Se acerca el otoño. Los chopos han comenzado a perder sus hojas secas y muestran sus vergüenzas. Los altos árboles custodian un río que baja poco caudaloso y que solo crece después de las tormentas. Ahí sí, la corriente se muestra fiera mientras arranca flores y raíces y amenaza con arramblar los puentes enclenques levantados con ladrillos hace más de 50 años. 

Un pájaro carpintero huye de un almendro al oír a un coche aproximarse. Cuando llegue el invierno el lugar amanecerá con temperaturas gélidas y alcanzará a duras penas los 10 o 15 grados por la tarde. Se sucederán las heladas acompañadas del cierzo y de los días cortos que hace tiempo ya agriaron el carácter de sus pobladores. ¿Por qué se fueron todos? ¿Por qué no quedó nadie?

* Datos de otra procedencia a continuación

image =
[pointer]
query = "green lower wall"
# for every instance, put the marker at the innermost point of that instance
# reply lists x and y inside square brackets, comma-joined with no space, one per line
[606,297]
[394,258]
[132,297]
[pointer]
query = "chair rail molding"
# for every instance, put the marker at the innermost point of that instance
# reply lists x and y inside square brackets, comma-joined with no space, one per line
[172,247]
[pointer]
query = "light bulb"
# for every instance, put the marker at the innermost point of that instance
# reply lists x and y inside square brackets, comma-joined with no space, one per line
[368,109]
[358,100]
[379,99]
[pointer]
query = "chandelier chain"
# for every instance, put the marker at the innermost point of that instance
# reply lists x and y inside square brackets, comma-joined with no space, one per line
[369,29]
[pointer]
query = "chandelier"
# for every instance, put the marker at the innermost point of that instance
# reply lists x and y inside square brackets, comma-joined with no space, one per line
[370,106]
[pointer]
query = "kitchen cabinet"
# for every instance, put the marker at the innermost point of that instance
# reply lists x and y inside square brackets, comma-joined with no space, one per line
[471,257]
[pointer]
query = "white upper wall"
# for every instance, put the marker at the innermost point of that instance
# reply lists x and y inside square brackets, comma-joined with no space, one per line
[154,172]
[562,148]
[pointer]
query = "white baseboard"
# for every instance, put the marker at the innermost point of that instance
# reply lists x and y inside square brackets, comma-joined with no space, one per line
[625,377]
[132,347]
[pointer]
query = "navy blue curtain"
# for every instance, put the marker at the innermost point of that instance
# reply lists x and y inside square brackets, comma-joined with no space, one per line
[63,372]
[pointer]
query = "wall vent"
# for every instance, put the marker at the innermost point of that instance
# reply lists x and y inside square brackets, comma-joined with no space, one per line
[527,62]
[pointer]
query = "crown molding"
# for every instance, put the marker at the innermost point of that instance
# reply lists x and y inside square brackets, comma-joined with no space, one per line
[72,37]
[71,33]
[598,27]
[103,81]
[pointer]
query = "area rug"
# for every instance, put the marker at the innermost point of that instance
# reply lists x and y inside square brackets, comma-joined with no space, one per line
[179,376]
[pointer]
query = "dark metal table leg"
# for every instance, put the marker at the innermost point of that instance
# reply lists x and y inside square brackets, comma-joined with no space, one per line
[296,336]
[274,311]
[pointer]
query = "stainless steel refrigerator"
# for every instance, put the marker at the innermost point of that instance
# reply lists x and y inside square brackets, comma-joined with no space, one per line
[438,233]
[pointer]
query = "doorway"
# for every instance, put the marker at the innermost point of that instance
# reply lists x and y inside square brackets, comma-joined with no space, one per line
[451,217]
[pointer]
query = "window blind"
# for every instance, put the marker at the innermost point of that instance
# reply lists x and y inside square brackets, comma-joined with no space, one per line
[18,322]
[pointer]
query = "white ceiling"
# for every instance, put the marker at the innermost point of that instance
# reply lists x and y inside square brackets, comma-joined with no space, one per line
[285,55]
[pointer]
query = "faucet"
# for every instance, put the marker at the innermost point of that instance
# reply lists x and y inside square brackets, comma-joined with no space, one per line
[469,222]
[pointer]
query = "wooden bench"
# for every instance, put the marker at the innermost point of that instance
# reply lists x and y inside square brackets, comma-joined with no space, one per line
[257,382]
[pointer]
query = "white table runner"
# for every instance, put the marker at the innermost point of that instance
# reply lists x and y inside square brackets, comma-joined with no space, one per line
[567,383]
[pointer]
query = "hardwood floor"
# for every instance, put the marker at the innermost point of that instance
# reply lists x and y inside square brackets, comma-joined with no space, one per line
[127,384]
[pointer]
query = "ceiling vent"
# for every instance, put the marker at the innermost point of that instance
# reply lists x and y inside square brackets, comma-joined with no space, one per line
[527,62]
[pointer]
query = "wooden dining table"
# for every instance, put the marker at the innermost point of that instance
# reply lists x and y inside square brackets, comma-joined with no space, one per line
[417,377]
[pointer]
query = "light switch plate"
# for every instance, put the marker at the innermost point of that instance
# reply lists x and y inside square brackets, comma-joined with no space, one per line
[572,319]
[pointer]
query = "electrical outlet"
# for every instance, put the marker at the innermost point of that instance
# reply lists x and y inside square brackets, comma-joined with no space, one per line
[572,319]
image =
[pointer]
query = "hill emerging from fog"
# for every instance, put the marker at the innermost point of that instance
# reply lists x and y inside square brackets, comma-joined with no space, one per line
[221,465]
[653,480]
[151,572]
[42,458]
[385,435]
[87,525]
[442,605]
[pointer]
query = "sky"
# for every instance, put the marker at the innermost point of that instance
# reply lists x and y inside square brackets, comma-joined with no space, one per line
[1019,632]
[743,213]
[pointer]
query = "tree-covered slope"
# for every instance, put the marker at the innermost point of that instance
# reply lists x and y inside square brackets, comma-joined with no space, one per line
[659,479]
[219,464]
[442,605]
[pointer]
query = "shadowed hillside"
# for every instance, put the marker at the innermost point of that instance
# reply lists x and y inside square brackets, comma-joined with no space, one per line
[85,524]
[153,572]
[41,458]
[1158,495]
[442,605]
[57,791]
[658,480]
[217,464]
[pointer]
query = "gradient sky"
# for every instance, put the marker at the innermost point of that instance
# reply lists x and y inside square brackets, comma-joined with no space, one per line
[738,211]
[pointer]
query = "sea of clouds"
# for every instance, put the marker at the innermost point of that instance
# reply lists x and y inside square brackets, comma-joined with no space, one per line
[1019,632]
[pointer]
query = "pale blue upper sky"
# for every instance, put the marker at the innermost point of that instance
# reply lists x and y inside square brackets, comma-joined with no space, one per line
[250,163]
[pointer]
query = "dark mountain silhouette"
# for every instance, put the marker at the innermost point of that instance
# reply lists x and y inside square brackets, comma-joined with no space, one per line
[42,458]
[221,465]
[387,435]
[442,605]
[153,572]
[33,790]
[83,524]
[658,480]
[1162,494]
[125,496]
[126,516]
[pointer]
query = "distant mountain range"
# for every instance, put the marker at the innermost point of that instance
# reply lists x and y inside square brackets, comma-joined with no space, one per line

La caseta alta y rectangular donde antes había un transformador de la luz está vacía y de su interior no entran ni salen cables. Nada. Es posible que el alumbrado no funcione y que el cableado que recorre el pueblo sea un mero ornamento, como unas luces navideñas fundidas sobre un abeto de plástico. Los postes de madera oscura dibujan diagonales siniestras sobre el suelo y luchan por no caer de manera definitiva. ¿Y si un día todo volviera a encenderse? ¿Y si las bombillas que faltan lucieran de nuevo? Las farolas y los murciélagos siguen en sus puestos, pero faltan los paseos nocturnos.

Los pasos resuenan y las palabras producen un profundo eco que rebota en las montañas del fondo y regresa hasta los visitantes. Los cuervos vuelan al tiempo que graznan. También se distingue el chirriar de varias puertas que se abren y se cierran sobre sus bisagras oxidadas. Sus cerrojos no funcionan, de modo que, accionadas por el viento, retumban incesantes en el valle diminuto. Son como un quejido, como una llamada de atención. ¡Estamos aquí, miradnos!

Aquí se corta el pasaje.